I’ve put in calls to the lawyers listed in official documents for the Committee for Truth in Politics, the organization running ads that portray financial regulatory reform as “one big bailout.” One question I have: Is what they’re doing actually legal? Because by all appearances, the Committee is still engaged in legal action against the FEC, the aftermath of its series of 2008 ads against Barack Obama.
Interviewed that year by NPR, the Committee’s attorney, James Bopp — the same James Bopp who drafted the RNC’s “purity resolution” — argued that his group did not believe that disclosure laws were constitutional.
We believe that the U.S. Constitution protects them from having to file that report. The problem is having to file a report at all. To be regulated at all.
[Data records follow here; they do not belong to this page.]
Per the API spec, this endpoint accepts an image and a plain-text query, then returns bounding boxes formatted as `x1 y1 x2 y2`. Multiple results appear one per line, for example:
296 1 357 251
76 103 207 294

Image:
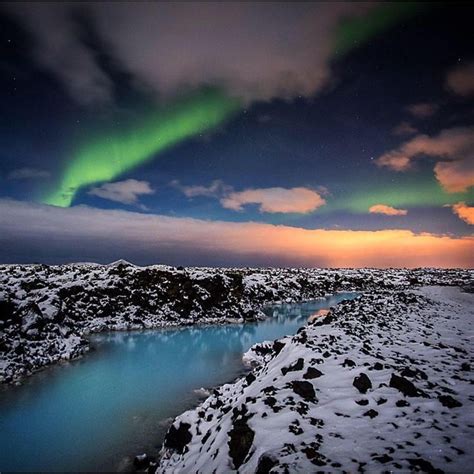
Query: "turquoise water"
0 293 357 471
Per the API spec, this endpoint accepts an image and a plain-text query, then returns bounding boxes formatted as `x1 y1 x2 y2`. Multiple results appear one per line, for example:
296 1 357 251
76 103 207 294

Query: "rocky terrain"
0 261 472 383
156 286 474 473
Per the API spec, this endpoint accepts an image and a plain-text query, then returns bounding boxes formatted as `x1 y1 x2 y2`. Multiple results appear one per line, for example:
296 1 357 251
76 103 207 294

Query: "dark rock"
395 400 410 408
164 423 193 454
133 453 150 469
389 374 424 397
281 357 304 375
352 373 372 393
245 374 256 385
256 454 278 474
438 395 462 408
289 380 316 402
374 454 393 464
364 409 379 418
407 458 443 474
227 406 255 469
303 367 324 380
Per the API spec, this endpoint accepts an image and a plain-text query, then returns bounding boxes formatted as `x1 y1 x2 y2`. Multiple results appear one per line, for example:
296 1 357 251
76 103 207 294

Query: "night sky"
0 2 474 267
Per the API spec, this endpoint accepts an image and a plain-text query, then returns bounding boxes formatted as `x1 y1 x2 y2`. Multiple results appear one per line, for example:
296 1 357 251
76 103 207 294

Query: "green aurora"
42 2 426 208
43 90 240 207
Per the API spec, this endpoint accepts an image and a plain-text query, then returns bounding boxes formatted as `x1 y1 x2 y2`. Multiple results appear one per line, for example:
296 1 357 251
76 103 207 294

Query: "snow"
157 287 474 472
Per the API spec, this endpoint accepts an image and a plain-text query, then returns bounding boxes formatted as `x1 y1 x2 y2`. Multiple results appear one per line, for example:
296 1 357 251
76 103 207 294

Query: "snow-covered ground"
0 261 473 383
157 286 474 473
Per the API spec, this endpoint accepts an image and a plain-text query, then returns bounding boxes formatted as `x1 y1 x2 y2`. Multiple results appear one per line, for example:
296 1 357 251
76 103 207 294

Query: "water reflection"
0 294 352 471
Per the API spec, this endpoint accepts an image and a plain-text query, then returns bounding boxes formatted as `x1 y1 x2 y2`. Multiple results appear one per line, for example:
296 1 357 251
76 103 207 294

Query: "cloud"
7 168 51 180
434 159 474 193
406 102 438 119
451 202 474 225
170 179 232 198
88 179 155 204
0 200 474 268
392 122 418 136
221 188 326 213
446 62 474 97
170 180 328 213
376 127 474 193
5 2 377 104
5 3 112 105
369 204 408 216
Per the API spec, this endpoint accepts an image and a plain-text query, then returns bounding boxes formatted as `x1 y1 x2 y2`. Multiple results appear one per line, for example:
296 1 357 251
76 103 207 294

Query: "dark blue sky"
0 3 474 259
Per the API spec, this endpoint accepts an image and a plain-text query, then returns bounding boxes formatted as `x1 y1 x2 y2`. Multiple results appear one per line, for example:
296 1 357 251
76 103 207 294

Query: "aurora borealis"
0 2 474 266
44 91 239 207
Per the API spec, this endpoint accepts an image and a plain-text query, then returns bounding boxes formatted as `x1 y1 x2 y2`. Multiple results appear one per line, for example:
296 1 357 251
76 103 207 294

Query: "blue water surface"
0 293 357 471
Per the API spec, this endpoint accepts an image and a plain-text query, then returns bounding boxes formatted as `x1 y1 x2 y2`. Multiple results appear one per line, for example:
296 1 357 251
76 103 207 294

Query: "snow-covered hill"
0 261 472 383
157 286 474 473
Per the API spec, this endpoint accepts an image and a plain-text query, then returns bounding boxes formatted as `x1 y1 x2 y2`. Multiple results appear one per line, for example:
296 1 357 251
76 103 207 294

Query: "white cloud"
7 168 51 180
0 200 474 268
406 102 439 119
369 204 408 216
392 122 418 135
170 180 328 213
7 2 374 103
446 63 474 97
376 127 474 193
88 179 155 204
451 202 474 225
170 179 232 198
221 188 326 213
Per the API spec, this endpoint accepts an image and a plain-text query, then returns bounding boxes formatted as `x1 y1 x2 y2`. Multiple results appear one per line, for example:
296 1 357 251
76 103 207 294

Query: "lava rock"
352 373 372 393
164 423 193 454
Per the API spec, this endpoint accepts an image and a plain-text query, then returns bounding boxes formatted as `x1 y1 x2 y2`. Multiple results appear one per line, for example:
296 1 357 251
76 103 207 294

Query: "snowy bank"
157 286 474 473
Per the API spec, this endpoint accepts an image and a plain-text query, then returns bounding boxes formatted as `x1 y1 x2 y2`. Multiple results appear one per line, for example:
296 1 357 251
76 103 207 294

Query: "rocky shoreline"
0 261 472 383
156 287 474 473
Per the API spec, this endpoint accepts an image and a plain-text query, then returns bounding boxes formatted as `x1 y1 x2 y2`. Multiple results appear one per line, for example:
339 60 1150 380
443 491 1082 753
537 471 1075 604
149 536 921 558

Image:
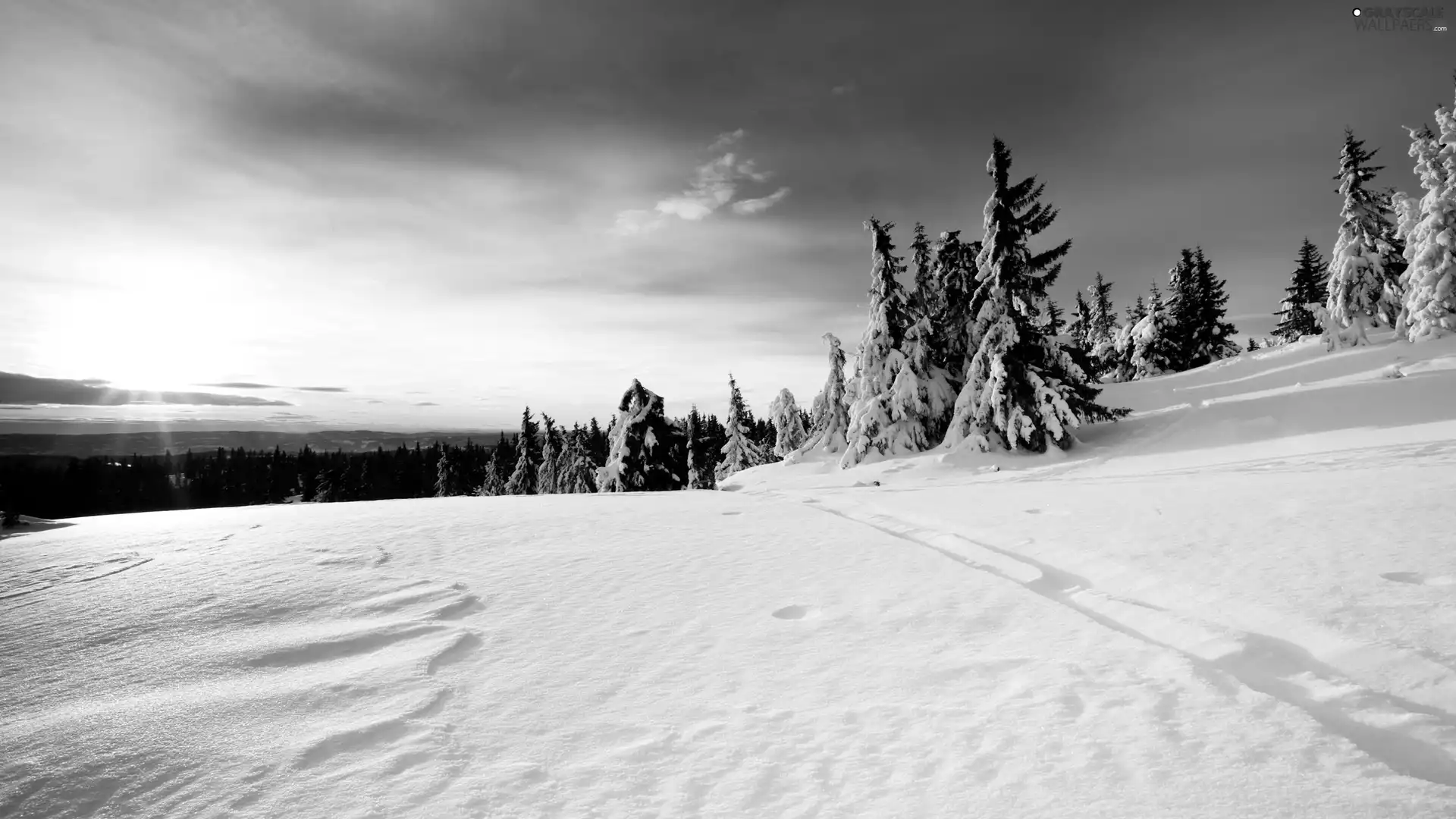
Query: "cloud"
0 373 293 406
733 188 789 215
610 128 789 236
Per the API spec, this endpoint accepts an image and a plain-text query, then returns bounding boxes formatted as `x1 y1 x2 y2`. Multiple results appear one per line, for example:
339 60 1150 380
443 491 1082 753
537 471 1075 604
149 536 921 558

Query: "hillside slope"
0 334 1456 819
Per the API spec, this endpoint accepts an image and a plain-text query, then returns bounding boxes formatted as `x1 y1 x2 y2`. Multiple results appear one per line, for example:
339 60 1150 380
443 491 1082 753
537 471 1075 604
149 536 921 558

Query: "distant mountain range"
0 430 514 457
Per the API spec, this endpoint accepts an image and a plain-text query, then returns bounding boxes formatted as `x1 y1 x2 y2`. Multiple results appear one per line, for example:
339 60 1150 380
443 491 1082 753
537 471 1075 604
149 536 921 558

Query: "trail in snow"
786 498 1456 787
To be accountable to the government at all.
In January 2009, the Committee filed an amicus brief on behalf of Citizens United, the conservative group that finally won its battle over corporate money in elections this year. I’ve posted that brief below. It’s pretty clear that Bopp’s group, stymied by federal regulations, went dark in late 2008 and turned its fire on the campaign finance infrastructure to make the case that groups buying political ads did not need to disclose their sources of funding. So how did they get off the ground again to run their new ads?
UPDATE: I just spoke with William Peaslee, the attorney who was the registered agent for the Committee in North Carolina. He’s not involved with day-to-day operations, but told me that there was a stay on the Bopp lawsuit until Citizens United came down. And we’ve started to see these ads since that decision came down.